Tuesday, February 16, 2010

Moonshine Reggae

I will start a blog post series about my songs, about the influences they had, their instrumentation and any other useful information. Nowadays, when music is practically freely available, you can choose any music you like, but it's a challenge to find songs that really match your taste. I started to publish my own songs because they filled the gap between the musical styles that I listen to. They are sort of a synthesis of many influences that I had in my life.

Moonshine Reggae is, as its title may suggest, a reggae, but that's not that straightforward. It started with me looking out at the January moon, with small clouds floating by, and then a simple melody came to my mind. This circular sequence of notes is the basis for this song. Then I sat down and played that on my guitar... at that time I was listening to many songs of Antonio Carlos Jobim, so I invented a slowly moving chord progression like his songs have. Jobim is a great composer (just remember The Girl From Ipanema or Waters Of March) , and what I like the most of his songs is that the melody is often very simple, while the weirdest chords come to give the songs its colours. So there I had the scheme of a bossa song.

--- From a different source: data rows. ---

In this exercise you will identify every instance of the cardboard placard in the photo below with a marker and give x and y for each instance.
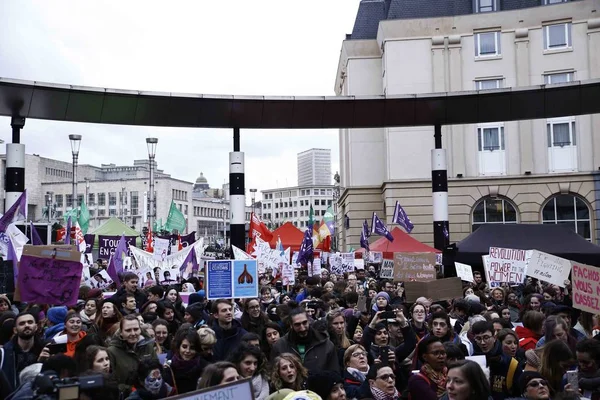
(586, 288)
(548, 268)
(410, 267)
(440, 289)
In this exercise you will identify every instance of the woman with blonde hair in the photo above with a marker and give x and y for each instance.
(287, 372)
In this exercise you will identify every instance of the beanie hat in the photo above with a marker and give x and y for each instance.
(526, 377)
(321, 382)
(57, 315)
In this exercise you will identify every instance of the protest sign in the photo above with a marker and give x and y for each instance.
(464, 272)
(241, 389)
(586, 287)
(387, 269)
(507, 265)
(414, 267)
(548, 268)
(436, 290)
(49, 274)
(108, 244)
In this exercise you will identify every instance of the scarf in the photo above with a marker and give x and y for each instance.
(361, 376)
(379, 394)
(437, 377)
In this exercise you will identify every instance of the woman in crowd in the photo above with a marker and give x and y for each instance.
(250, 364)
(186, 364)
(467, 381)
(287, 372)
(356, 368)
(253, 319)
(219, 373)
(88, 314)
(430, 382)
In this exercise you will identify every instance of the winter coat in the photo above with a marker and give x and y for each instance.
(320, 353)
(124, 360)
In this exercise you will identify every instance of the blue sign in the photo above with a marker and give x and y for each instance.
(245, 279)
(219, 280)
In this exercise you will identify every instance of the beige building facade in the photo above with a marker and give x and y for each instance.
(534, 171)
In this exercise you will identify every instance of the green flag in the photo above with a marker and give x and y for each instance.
(175, 220)
(84, 217)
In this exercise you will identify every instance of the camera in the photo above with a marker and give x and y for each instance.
(48, 385)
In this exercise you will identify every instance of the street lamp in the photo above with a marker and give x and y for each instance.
(75, 143)
(151, 143)
(253, 194)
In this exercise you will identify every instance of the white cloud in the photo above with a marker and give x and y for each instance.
(261, 47)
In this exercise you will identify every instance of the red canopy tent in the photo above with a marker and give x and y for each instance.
(403, 242)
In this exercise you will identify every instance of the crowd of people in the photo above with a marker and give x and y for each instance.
(329, 337)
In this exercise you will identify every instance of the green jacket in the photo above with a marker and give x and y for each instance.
(124, 360)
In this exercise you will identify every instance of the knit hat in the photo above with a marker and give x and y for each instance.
(57, 315)
(321, 382)
(526, 377)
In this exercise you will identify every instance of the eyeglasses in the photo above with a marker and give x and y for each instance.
(482, 339)
(386, 377)
(538, 383)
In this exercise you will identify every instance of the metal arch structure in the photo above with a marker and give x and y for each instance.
(125, 107)
(25, 99)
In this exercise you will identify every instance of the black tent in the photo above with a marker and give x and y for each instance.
(554, 239)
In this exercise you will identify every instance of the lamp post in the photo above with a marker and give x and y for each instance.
(253, 194)
(151, 143)
(75, 143)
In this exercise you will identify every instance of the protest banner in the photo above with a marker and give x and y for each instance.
(49, 274)
(548, 268)
(414, 267)
(387, 269)
(586, 287)
(237, 390)
(436, 290)
(108, 244)
(507, 265)
(464, 272)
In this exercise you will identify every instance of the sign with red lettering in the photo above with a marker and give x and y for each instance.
(507, 265)
(586, 287)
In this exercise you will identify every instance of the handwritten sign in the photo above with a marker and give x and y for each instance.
(387, 269)
(548, 268)
(586, 287)
(49, 275)
(464, 272)
(414, 267)
(507, 265)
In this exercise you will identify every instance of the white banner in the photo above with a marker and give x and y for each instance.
(548, 268)
(464, 272)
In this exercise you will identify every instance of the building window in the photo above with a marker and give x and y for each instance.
(559, 78)
(485, 6)
(557, 36)
(493, 211)
(486, 84)
(569, 210)
(487, 44)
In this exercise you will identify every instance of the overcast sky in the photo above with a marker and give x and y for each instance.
(240, 47)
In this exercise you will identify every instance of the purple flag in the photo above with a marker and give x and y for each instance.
(68, 232)
(89, 242)
(379, 228)
(306, 248)
(35, 237)
(189, 266)
(401, 218)
(16, 212)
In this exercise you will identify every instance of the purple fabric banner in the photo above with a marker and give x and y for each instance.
(108, 244)
(49, 280)
(89, 242)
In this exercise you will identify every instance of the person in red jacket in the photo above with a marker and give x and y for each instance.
(532, 329)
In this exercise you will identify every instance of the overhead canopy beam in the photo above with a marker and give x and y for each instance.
(110, 106)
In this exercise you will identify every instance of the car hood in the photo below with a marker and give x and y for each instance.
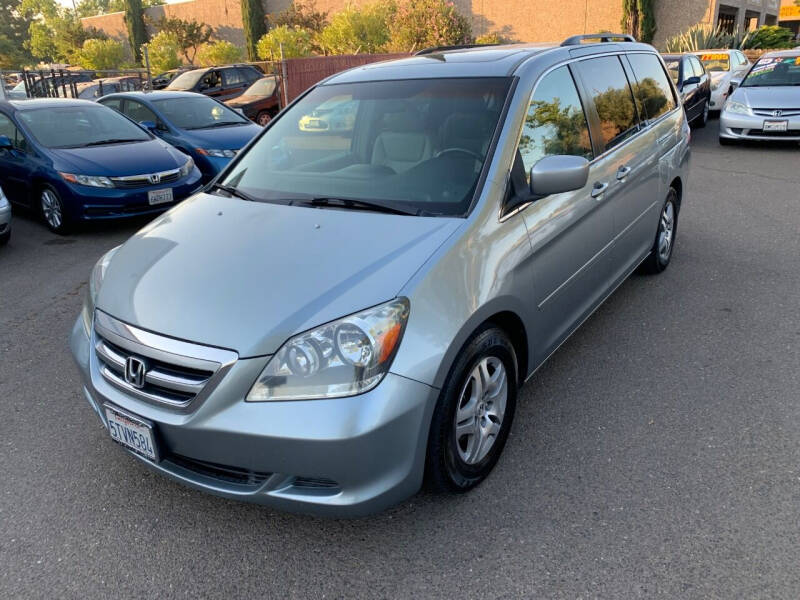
(225, 138)
(769, 97)
(248, 275)
(117, 160)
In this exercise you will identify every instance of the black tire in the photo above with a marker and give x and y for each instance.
(657, 261)
(48, 201)
(263, 118)
(446, 470)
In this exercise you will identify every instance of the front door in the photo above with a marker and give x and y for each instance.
(569, 232)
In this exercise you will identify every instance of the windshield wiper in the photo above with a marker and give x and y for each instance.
(390, 208)
(233, 191)
(111, 141)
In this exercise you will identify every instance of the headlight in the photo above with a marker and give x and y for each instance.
(95, 281)
(187, 167)
(343, 358)
(737, 108)
(216, 153)
(90, 180)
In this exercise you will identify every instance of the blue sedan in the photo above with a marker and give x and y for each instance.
(75, 160)
(207, 130)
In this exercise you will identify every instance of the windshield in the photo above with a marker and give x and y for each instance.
(420, 144)
(780, 71)
(79, 126)
(262, 87)
(186, 81)
(197, 112)
(715, 62)
(674, 68)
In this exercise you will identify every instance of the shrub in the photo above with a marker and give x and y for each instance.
(296, 43)
(163, 51)
(101, 55)
(357, 30)
(421, 24)
(218, 53)
(770, 37)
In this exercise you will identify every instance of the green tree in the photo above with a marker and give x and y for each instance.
(638, 19)
(189, 34)
(137, 32)
(218, 53)
(14, 27)
(101, 55)
(296, 43)
(163, 50)
(253, 21)
(421, 24)
(357, 30)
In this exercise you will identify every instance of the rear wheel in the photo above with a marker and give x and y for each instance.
(661, 252)
(472, 419)
(52, 209)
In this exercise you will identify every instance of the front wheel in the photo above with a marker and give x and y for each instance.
(52, 209)
(474, 413)
(661, 252)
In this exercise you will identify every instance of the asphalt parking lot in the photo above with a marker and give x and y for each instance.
(657, 454)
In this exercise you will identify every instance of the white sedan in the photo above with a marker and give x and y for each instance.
(723, 66)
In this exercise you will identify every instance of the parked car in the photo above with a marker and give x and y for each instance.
(74, 160)
(207, 130)
(162, 80)
(261, 101)
(5, 215)
(723, 66)
(222, 83)
(694, 86)
(766, 106)
(338, 315)
(98, 88)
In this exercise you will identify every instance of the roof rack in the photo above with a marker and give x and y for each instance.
(435, 49)
(577, 40)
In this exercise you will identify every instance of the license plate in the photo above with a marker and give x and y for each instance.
(132, 432)
(159, 196)
(776, 125)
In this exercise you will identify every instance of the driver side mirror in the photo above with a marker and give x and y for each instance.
(558, 174)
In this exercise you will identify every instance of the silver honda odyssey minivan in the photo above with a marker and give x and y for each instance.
(351, 307)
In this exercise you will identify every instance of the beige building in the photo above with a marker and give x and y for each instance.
(523, 20)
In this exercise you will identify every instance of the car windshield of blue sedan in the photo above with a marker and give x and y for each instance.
(80, 126)
(416, 144)
(768, 72)
(198, 112)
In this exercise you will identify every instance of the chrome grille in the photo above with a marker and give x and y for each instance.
(176, 373)
(147, 179)
(769, 112)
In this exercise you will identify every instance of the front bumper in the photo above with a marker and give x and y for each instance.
(91, 203)
(341, 457)
(734, 126)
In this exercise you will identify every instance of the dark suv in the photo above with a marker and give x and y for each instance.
(222, 83)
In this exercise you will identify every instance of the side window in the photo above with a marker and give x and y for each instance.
(139, 112)
(555, 123)
(652, 89)
(607, 84)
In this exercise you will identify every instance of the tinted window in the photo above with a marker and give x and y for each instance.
(419, 143)
(607, 84)
(78, 126)
(556, 122)
(652, 90)
(139, 112)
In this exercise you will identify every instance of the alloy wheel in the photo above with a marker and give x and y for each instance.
(51, 209)
(481, 408)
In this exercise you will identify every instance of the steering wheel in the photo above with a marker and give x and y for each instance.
(470, 153)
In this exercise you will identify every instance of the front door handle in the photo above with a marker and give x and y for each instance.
(599, 189)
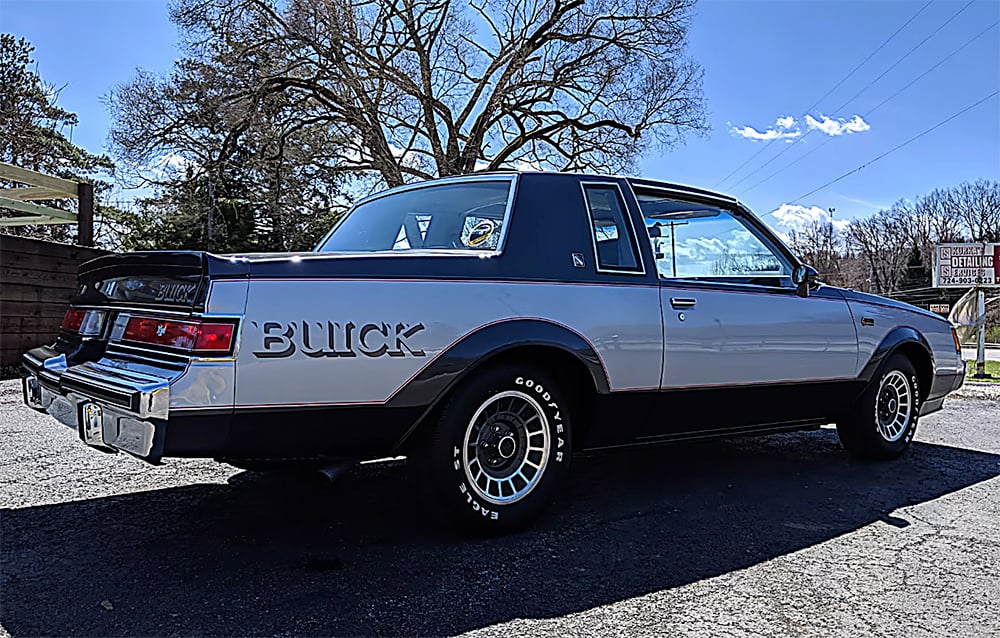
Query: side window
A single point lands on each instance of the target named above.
(614, 242)
(695, 241)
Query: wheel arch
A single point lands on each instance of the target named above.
(909, 342)
(553, 347)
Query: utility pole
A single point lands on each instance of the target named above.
(981, 345)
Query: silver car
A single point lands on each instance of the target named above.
(488, 327)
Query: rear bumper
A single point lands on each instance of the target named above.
(111, 409)
(132, 411)
(941, 385)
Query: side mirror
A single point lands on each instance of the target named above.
(804, 277)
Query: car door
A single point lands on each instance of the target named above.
(741, 348)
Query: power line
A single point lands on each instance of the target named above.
(851, 99)
(877, 106)
(835, 87)
(896, 148)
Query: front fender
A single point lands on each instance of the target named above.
(897, 338)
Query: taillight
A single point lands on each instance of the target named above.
(73, 320)
(88, 323)
(197, 337)
(214, 337)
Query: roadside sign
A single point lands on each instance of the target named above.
(966, 265)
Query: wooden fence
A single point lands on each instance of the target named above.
(37, 279)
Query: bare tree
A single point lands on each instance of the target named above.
(820, 245)
(423, 88)
(978, 204)
(882, 243)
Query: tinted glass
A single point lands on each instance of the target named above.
(609, 224)
(702, 242)
(459, 216)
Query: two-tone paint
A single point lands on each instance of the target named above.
(347, 354)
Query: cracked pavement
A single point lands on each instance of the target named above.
(780, 535)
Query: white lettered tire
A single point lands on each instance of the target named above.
(882, 423)
(498, 452)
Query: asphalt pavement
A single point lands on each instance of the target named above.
(781, 535)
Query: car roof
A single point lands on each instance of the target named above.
(641, 182)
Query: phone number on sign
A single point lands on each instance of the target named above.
(965, 280)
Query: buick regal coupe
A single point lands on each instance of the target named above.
(488, 327)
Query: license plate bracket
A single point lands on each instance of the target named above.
(92, 424)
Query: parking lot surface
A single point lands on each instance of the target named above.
(780, 535)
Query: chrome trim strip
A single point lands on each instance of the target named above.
(593, 234)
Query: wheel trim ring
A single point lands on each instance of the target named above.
(545, 448)
(894, 387)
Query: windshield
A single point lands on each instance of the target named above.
(465, 216)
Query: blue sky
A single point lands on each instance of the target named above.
(765, 62)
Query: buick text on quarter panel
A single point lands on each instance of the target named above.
(488, 327)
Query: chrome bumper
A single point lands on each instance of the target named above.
(109, 407)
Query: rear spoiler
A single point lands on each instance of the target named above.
(153, 279)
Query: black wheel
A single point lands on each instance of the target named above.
(882, 423)
(499, 450)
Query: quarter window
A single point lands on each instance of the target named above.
(696, 241)
(614, 243)
(460, 216)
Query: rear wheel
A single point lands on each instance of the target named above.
(884, 420)
(498, 452)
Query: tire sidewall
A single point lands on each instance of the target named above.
(893, 448)
(447, 468)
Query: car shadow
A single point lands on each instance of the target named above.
(276, 556)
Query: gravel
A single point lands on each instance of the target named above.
(780, 535)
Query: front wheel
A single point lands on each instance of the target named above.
(498, 452)
(884, 420)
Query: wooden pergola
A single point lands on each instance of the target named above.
(41, 187)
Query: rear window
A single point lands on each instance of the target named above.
(459, 216)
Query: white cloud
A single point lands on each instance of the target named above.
(787, 128)
(794, 218)
(839, 126)
(782, 130)
(785, 122)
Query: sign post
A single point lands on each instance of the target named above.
(970, 266)
(981, 346)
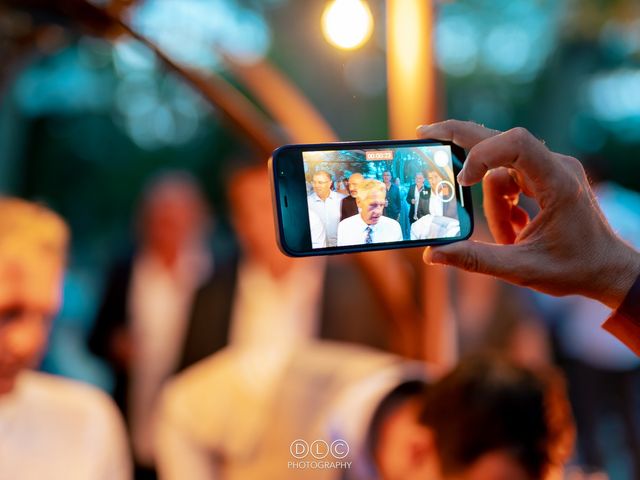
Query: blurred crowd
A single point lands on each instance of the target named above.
(223, 357)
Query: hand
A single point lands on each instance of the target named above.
(568, 248)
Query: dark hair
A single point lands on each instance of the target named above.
(400, 394)
(486, 405)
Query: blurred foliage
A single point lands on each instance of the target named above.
(83, 123)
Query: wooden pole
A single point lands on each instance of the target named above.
(414, 100)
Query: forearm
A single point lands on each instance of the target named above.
(621, 270)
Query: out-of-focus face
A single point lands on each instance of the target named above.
(322, 185)
(493, 466)
(172, 217)
(434, 179)
(405, 449)
(30, 292)
(371, 206)
(354, 182)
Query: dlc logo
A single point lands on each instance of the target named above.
(319, 454)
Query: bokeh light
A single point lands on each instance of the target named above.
(347, 24)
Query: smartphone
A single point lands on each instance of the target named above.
(360, 196)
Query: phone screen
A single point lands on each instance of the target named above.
(355, 196)
(381, 195)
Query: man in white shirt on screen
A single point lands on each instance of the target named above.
(442, 200)
(431, 226)
(326, 204)
(369, 225)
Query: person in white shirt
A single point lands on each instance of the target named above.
(442, 202)
(326, 204)
(50, 427)
(318, 233)
(431, 226)
(369, 225)
(339, 411)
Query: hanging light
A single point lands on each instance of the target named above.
(347, 24)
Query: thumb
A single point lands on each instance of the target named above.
(498, 260)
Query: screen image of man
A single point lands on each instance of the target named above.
(394, 204)
(349, 207)
(442, 202)
(418, 198)
(369, 225)
(326, 204)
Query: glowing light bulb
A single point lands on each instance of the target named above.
(347, 24)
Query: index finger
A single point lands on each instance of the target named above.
(464, 134)
(516, 149)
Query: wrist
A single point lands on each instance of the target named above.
(621, 273)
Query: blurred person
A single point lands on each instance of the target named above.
(369, 225)
(568, 248)
(51, 427)
(393, 204)
(433, 226)
(349, 207)
(326, 204)
(488, 420)
(142, 328)
(264, 309)
(437, 204)
(418, 197)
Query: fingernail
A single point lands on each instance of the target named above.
(433, 256)
(437, 257)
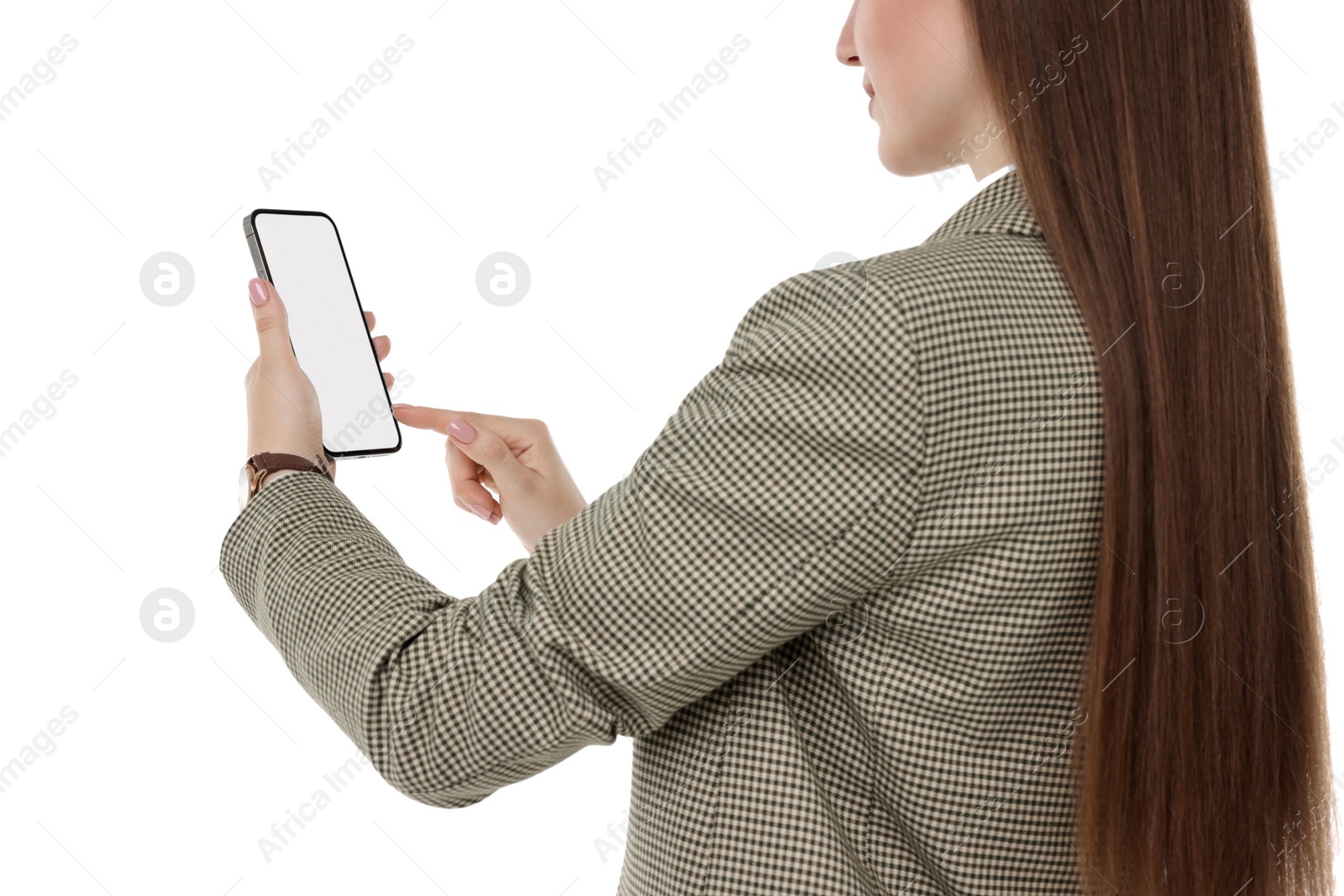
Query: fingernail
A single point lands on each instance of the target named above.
(461, 429)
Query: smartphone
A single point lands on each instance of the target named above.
(302, 254)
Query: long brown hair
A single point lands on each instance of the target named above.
(1203, 765)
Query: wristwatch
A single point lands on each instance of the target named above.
(259, 466)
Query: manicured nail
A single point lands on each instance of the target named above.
(461, 429)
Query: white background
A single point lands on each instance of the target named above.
(484, 140)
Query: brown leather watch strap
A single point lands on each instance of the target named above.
(270, 463)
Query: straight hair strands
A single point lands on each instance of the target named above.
(1203, 766)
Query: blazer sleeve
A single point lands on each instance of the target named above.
(783, 490)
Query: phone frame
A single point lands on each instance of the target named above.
(259, 254)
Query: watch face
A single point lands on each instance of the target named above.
(244, 485)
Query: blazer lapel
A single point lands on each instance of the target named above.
(999, 208)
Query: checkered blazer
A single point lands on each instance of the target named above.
(840, 604)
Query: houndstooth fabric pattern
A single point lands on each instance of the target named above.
(840, 604)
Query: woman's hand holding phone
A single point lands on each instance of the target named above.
(282, 412)
(512, 457)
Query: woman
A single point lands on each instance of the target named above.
(976, 575)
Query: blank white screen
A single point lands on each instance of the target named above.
(327, 329)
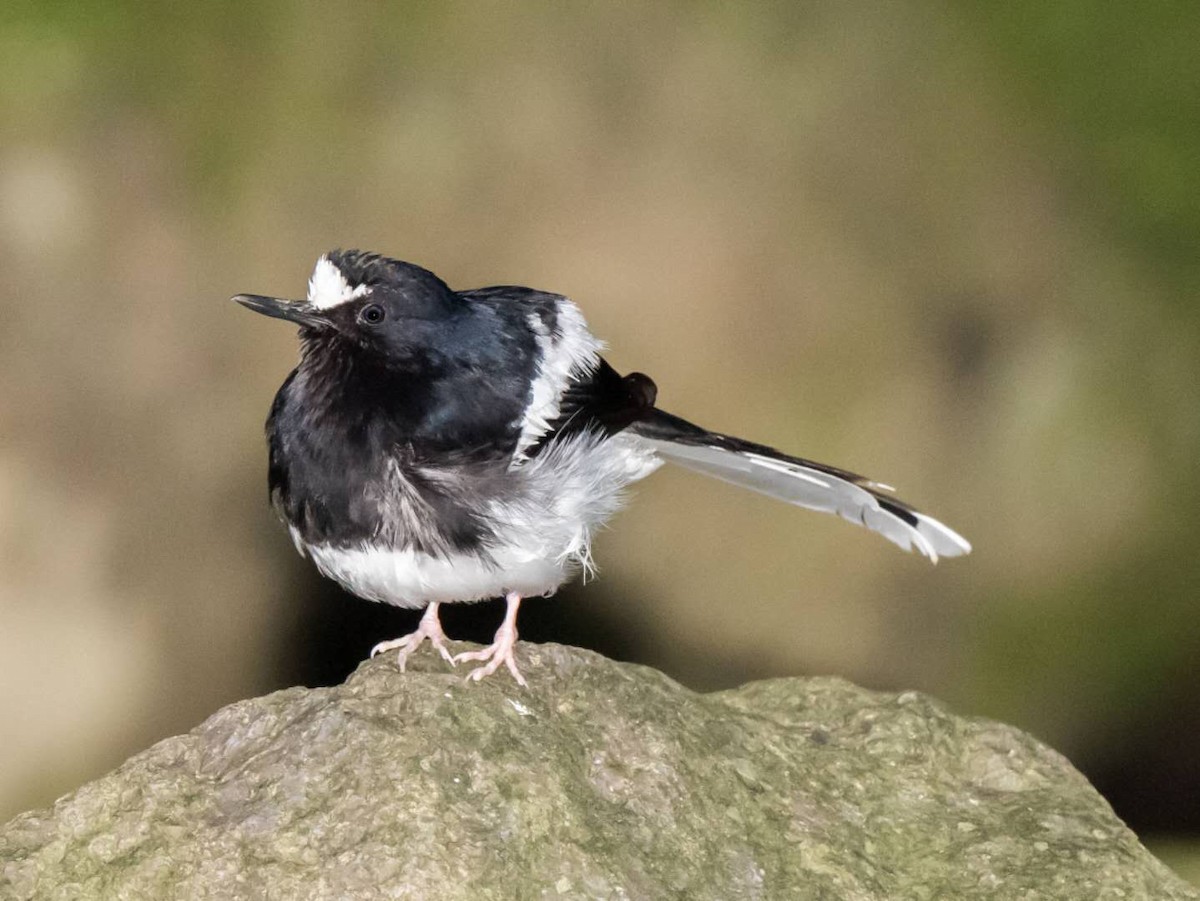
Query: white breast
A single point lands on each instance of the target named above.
(544, 523)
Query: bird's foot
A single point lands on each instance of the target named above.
(430, 628)
(499, 652)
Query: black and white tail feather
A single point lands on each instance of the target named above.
(448, 446)
(798, 481)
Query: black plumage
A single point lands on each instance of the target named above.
(436, 445)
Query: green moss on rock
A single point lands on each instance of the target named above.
(601, 780)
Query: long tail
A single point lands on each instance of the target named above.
(798, 481)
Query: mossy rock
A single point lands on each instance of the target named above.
(601, 780)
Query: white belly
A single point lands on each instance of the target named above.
(544, 526)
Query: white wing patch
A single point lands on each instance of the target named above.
(328, 287)
(570, 353)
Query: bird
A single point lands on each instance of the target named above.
(443, 446)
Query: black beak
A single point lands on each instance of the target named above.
(294, 311)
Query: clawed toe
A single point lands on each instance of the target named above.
(430, 628)
(499, 650)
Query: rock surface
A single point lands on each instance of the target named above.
(601, 780)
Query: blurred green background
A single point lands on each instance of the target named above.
(953, 246)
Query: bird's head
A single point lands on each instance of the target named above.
(387, 308)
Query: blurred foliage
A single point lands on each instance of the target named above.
(951, 246)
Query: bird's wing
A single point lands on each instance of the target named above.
(798, 481)
(600, 401)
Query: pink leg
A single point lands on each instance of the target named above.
(430, 628)
(501, 649)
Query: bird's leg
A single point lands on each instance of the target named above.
(430, 628)
(501, 649)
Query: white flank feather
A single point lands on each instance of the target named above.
(574, 352)
(545, 529)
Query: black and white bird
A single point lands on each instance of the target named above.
(437, 446)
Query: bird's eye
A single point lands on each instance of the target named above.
(372, 314)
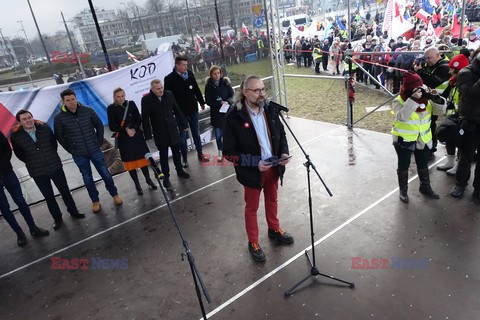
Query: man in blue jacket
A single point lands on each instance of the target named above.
(80, 131)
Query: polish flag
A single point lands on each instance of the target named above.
(215, 37)
(244, 29)
(132, 56)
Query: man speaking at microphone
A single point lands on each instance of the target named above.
(255, 141)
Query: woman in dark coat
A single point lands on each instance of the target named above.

The sweet melodies and swinging upbeat reggae-ska rhythms of Rico Rodriguez (and Vin Gordon) gave me the idea to convert this bossa song to an instrumental reggae. That's where the sampled trombone theme came from (both are excellent Jamaican trombonists). At that time I didn't have any means (like a Zoom H2) to record my own trombone sound (I do own a trombone), so I had to use a sample. I added some reverb and delay to bring back those dub sounds (like in the songs of Yellowman in the 80's). That was the initial version.

After many listenings and having listened to some criticism I realized that the song was a little bit "empty", and because the programmed tunes it sounded sterile. By then I had my Zoom H2, so I added an ashiko (djembe-like hand drum) track (fully improvised!) and a tres (Cuban guitar with 3 pairs of strings) track to it. My tres sounded a bit like in the songs of Sierra Maestra, maybe because I also use a larger instrument body for my tres. Some notes went off-beat but I left that this way. My son was already sleeping and I didn't want to bother him.